Коннотативное значение «там» может содержать субъективную оценку, которая согласуется с тем же значением рематического центра: А с однем проездила все имушшество, она там голенька приехала; А у ей муж был, она давай крутить с однем там парнем; Девка кака хороша-то была. А потом за её каку-то подобрал там толсту.
Основное сообщение сопровождается негативной оценкой человеческих поступков, не укладывающихся в традиционные (= правильные) представления об устройстве личной жизни в данном коллективе. Отрицательно оцениваются действия людей, которые не хранят собственное достоинство, верность супругу, непостоянны в отношениях с другими людьми и т.п.
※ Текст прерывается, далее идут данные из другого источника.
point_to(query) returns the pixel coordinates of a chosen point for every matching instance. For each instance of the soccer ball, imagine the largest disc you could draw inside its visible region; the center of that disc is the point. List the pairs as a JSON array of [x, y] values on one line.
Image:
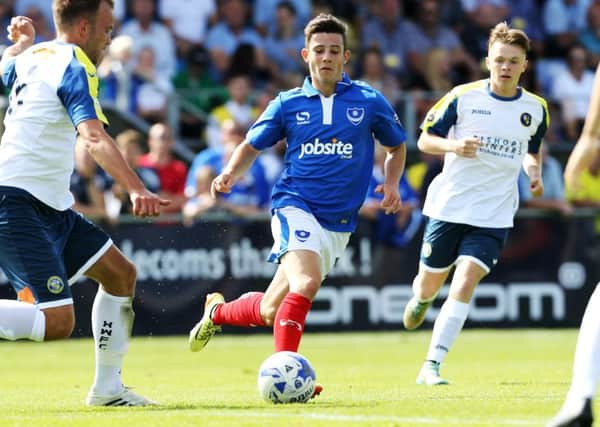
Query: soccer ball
[[286, 377]]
Отстранение, порожденное негативным отношением к предмету и выражаемое в речи знаком «там», сопровождается словоформой «один» (вариант: «какой-то») в значении «неопределенный, малозначительный», что способствует, полагаем, усилению степени невысокой оценки.
Т.В. Маркелова пишет о врожденности оценочного смысла, зафиксированного в психической сфере личности положительных и отрицательных эмоций в различных оппозициях-номинациях (вкус-безвкусица, зрячий-слепой, аромат-смрад и т.п.), «формирующих бессознательное и сознательное отношение к действительности, мотивирующих поступки, ориентирующих «добро» и «зло» на вырабатывающую социальной природой общественного устройства «шкалу оценок», оценочный стереотип, существующий в сознании говорящего» [8, с.67].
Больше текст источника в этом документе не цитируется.